In 2019, the number of alcohol-related arrests was 38, compared with 41 in 2018 and 26 in 2017. Last year, there were 14 drug-related arrests on or near campus, compared with 12 in 2018 and 13 in 2017. Arrests for violations of weapons laws totaled 10 in 2019, compared with nine in 2018 and nine in 2017.
Acts of intolerance
Five hate crimes were reported on campus in 2019, including two cases of battery (classified as simple assault in the Clery Act) and three intimidations.
In one battery case, the victim was pushed from her bike by a suspect who used a racial epithet. In the second battery case, the victim was pulled off balance by their backpack, an act they believe was motivated by racial bias.
In one of the cases of intimidation, a threatening message was written to the victim, directing racial epithets at the victim in a campus residence. In another intimidation case, a victim believes he and his friends were targeted with a threatening gesture by a passerby, based on the victim’s race. The third case of intimidation, based on race, involved the discovery of cord that was a quarter-inch in diameter, in the shape of a noose, in a large bush located near student residences.
Bergado said many more acts of intolerance that did not meet the threshold of being criminal in nature were reported to the Stanford DPS and to Student Affairs.
Safety, Security & Fire Report
The Stanford DPS provides safety, security, law enforcement, crime prevention and emergency response services for the university’s main campus.

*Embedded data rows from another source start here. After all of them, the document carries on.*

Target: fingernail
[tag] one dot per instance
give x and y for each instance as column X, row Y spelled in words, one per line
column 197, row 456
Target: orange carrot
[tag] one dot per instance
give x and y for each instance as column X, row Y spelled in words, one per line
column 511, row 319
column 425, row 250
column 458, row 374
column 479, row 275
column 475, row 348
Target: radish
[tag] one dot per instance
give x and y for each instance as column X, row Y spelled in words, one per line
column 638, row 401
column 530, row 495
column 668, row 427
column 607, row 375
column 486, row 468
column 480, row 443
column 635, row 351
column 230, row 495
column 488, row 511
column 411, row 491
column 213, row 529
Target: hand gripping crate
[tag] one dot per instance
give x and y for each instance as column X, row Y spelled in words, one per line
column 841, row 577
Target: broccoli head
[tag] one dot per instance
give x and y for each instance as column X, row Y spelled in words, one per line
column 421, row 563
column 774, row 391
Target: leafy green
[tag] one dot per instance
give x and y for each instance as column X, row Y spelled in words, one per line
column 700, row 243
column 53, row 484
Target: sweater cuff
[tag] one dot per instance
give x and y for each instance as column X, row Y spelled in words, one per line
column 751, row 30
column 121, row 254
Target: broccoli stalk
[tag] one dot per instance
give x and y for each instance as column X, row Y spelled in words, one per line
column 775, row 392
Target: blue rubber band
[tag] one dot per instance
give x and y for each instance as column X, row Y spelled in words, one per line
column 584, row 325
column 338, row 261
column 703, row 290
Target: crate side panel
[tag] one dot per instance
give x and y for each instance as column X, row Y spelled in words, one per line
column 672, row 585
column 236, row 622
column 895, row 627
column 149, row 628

The department will publish its full annual report, the 2020 Safety, Security & Fire Report, by the end of the year. In addition to providing crime statistics, the report provides information about campus programs that promote personal safety and crime prevention.
Under the Clery Act, the Stanford DPS compiles statistics on specific crimes: sexual offenses; aggravated assaults; building burglaries and motor vehicle thefts; violations of liquor, drug and weapons laws; and hate crimes motivated by prejudice based on race, religion, disability, sexual orientation or other grounds.
The statistics reflect crimes that involve students, faculty and staff, as well as crimes that involve visitors and people who were on campus for a camp or conference.